Housing aid
Bëllegen Akt: Up to €40,000 Per Person in Tax Credit on Your Luxembourg Home — Still Available in 2026
The Bëllegen Akt — literally "cheap deed" in Luxembourgish — is the country's most-asked-about housing tax aid, and it remains in force in 2026 after the broader package of housing-crisis tax reliefs expired on 30 June 2025. The credit allows buyers of their primary residence to benefit from a tax exemption of up to €40,000 per person, applied against registration duties.
How it works
When you buy a home in Luxembourg, you pay registration duty (the standard rate is 7%) plus transcription duty (1%). The Bëllegen Akt credit is applied against the registration-duty side, reducing or fully cancelling the registration component for primary-residence purchases. The credit is per person — meaning a couple buying jointly can each apply their own €40,000 credit — provided the buyers are the natural persons (not a corporate vehicle) and the property will be their main and habitual residence.
What you actually save
For an apartment priced at €700,000 — close to the median Luxembourg City apartment price — the standard registration duty is €49,000. A single buyer using the full Bëllegen Akt credit reduces that to €9,000. A couple jointly using both credits reduces it to zero, with €31,000 of unused credit on the registration side. For a more expensive property — say €1.2M — a couple's combined €80,000 credit reduces the €84,000 registration duty to €4,000. The savings scale with price, capped at the credit's per-person limit.
Who qualifies
Three conditions matter most. The buyer is a natural person, not a corporate or fund vehicle. The property is a primary, habitual residence — not a second home or rental investment. And the buyer commits to residing in the property for at least two years from acquisition; selling earlier triggers a clawback of the credit unless specific exceptions apply (job relocation, family reasons, etc., subject to administration).
What is unchanged in 2026
The Bëllegen Akt cap of €40,000 per person, the eligibility framework, and the clawback rules. What changed earlier — and is sometimes confused with the Bëllegen Akt — is the temporary investor reliefs (3.5% registration duty for second properties, 6% accelerated depreciation, capital-gains reductions) introduced for 2023-2025 and ended on 30 June 2025.

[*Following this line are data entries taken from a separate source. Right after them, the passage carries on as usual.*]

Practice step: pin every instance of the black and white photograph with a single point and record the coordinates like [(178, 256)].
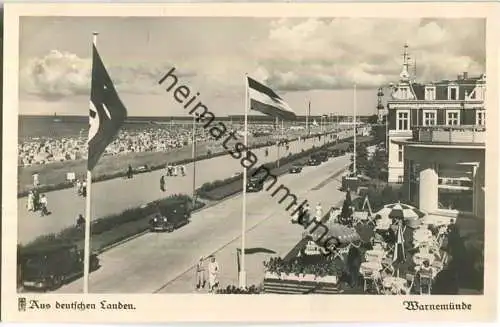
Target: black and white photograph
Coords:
[(252, 155)]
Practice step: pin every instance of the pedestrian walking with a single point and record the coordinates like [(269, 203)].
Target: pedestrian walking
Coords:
[(78, 187), (200, 274), (36, 181), (30, 204), (319, 212), (80, 222), (213, 273), (36, 200), (162, 183), (43, 206)]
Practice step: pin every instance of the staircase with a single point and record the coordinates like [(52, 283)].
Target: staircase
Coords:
[(277, 286)]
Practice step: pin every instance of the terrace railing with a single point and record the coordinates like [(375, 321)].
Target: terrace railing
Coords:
[(450, 134)]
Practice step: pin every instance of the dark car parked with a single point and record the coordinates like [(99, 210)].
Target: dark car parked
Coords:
[(169, 219), (323, 156), (296, 168), (313, 161), (48, 267), (255, 183)]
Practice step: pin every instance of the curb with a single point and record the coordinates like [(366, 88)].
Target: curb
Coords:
[(24, 194), (130, 238)]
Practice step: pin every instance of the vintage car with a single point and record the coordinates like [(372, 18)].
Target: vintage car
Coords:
[(323, 156), (169, 219), (255, 183), (49, 267), (338, 152), (296, 168), (313, 161)]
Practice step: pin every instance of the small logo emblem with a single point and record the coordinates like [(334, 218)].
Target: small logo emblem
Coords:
[(21, 304)]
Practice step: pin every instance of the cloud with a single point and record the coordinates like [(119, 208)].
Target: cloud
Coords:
[(290, 55), (329, 54), (61, 74)]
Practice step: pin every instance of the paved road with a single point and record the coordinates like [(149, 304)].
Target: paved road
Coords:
[(117, 195), (145, 264)]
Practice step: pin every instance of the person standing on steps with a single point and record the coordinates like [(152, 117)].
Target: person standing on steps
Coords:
[(200, 274), (213, 273), (162, 183)]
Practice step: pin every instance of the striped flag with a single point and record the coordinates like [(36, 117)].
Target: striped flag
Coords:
[(266, 101), (107, 112), (399, 249)]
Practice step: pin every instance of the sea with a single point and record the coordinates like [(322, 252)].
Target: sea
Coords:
[(33, 127)]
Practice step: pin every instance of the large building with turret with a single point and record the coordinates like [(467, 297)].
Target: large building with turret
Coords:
[(436, 141)]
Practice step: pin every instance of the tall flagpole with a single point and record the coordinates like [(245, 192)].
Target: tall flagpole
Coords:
[(242, 274), (193, 155), (86, 251), (355, 123)]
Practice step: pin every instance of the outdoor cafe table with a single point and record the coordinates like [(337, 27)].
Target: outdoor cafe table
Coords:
[(422, 236), (370, 266), (375, 255), (383, 224), (420, 257), (436, 220), (396, 283)]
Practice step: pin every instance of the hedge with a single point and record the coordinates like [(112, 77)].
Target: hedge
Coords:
[(113, 228), (104, 177), (221, 189)]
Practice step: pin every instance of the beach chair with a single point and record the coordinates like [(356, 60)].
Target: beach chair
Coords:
[(410, 279), (425, 282), (437, 266), (371, 278), (387, 267)]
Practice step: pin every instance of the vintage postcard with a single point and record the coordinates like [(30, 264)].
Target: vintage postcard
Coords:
[(250, 162)]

What else is still on the menu
The home-ownership incentive (€500-€10,000 depending on household composition and income), the State Guarantee mechanism for low-deposit borrowers, and various municipal-level subsidies all remain. The Bëllegen Akt is the headline; the rest is the supporting cast for first-time and primary-residence buyers in 2026.
Frequently asked
- Is the Bëllegen Akt still available in 2026?
- Yes. The investor reliefs ended 30 June 2025, but the Bëllegen Akt buyer credit remains in force.
- How much can a couple save?
- Up to €80,000 combined against registration duties on a primary-residence purchase.
- What happens if I sell early?
- Selling within two years triggers a clawback unless specific exceptions apply (job relocation, family reasons).